The entities requesting a rehearing include the New Jersey Attorney General and four other state agencies; three New Jersey municipalities, three New Jersey state lawmakers, a Pennsylvania township and activist groups in both states.

In its order, the agency granted the rehearing requests “for the limited purpose of further consideration,” which means it can take extra time to consider the applications.

In the PennEast case, appellants including Lower Saucon Township in Northampton County, Pa. argued that FERC’s environmental review violated the National Environmental Policy Act; that it should not have relied on PennEast’s contracts with its affiliates to determine whether there was a need for the pipeline; that it violated a federal law on historic preservation; and that it failed to evaluate alternatives.

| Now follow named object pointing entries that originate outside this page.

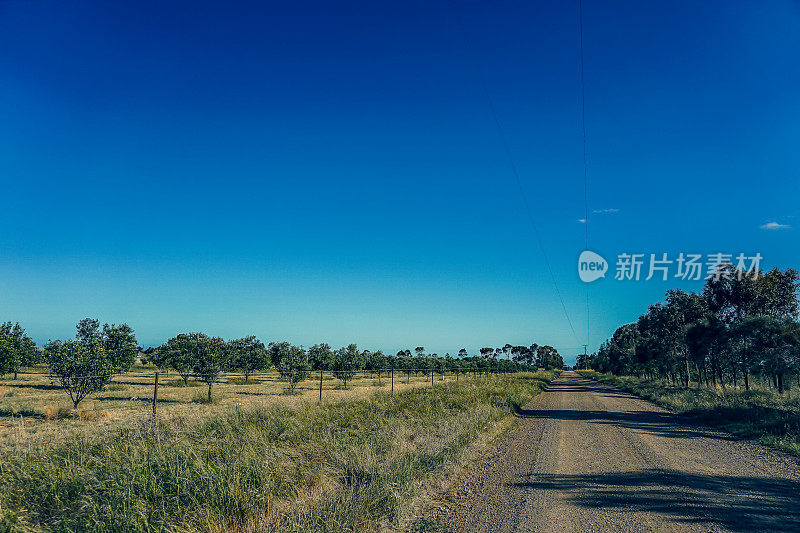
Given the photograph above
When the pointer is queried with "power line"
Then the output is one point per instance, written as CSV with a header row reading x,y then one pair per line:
x,y
585,164
512,163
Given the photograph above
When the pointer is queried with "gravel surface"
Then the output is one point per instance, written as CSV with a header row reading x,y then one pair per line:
x,y
587,457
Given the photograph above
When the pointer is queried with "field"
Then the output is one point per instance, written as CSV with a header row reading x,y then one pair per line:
x,y
761,414
272,462
31,405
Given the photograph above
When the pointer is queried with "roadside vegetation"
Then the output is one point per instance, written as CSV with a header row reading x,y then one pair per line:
x,y
729,355
761,414
340,466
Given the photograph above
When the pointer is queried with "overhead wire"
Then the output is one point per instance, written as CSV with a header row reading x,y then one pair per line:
x,y
512,163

Requesters also include the environmental group Delaware Riverkeeper Network, whose head, Maya van Rossum, blasted FERC’s use of the tolling order.

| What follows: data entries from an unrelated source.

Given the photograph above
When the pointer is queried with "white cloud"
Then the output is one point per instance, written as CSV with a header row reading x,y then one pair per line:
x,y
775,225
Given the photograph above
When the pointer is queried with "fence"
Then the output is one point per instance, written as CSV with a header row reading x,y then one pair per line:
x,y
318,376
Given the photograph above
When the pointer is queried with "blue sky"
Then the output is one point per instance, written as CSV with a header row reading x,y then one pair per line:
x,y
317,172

“This is an incredible abuse of power and miscarriage of justice, and yet it is very literally standard operating procedure for FERC,” she said in a statement. “While FERC has used this strategic tactic to place organizations and communities challenging PennEast into legal limbo, they have done nothing to stop the advancement of the PennEast pipeline, such as place a hold on the power of eminent domain.”

Van Rossum said that she has never known a rehearing request to succeed at FERC since DRN began monitoring the process in 2010.

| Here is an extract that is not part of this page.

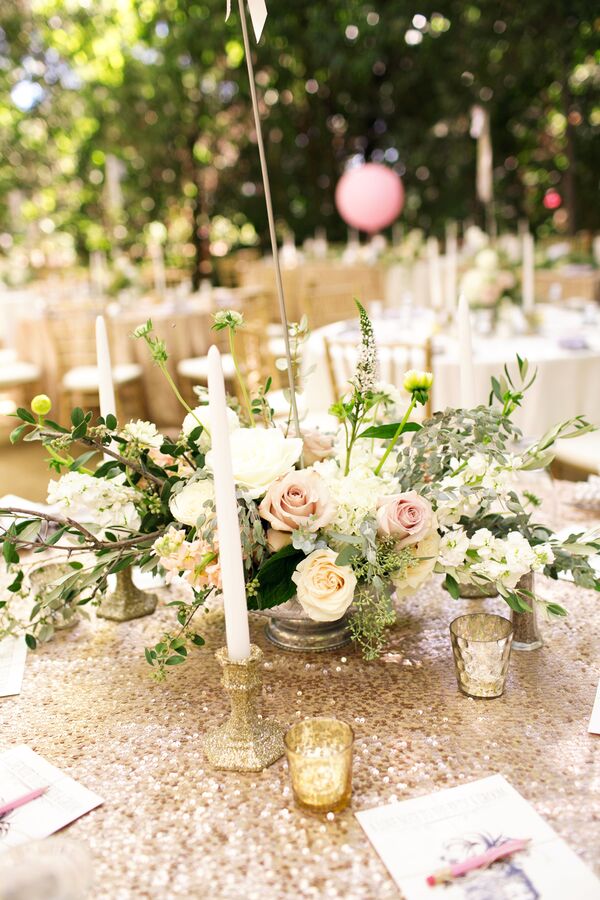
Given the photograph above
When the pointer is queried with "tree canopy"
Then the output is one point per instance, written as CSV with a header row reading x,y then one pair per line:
x,y
118,113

“The denial of the rehearing request is a foregone conclusion, it’s just a matter of when,” she said.

In early February, the company began filing eminent domain suits in federal courts in Pennsylvania and New Jersey against about 180 landowners, mostly in New Jersey, who have refused its offers of compensation for building the pipeline on their land. A judge in New Jersey is due to hear the first batch of about 60 cases on April 5.

The project still needs permits from a number of state and federal agencies, including New Jersey’s Department of Environmental Protection, which recently denied the company a water-quality permit for the second time, and the Delaware River Basin Commission, which has yet to begin its permitting process.

PennEast spokeswoman Pat Kornick, asked whether the company will begin pre-construction work such as tree clearing before receiving all the necessary permits, said the company is working with various agencies and preparing plans following receipt of the FERC certificate.

“PennEast anticipates beginning construction this year, though has not finalized the construction schedule yet,” she said.

Kornick said no court date has yet been set to hear eminent domain cases in Pennsylvania. About two-thirds of the approximately 120-mile pipeline route is in Pennsylvania. If completed, the $1 billion pipeline will carry natural gas from Luzerne County, Pa. to Mercer County, NJ.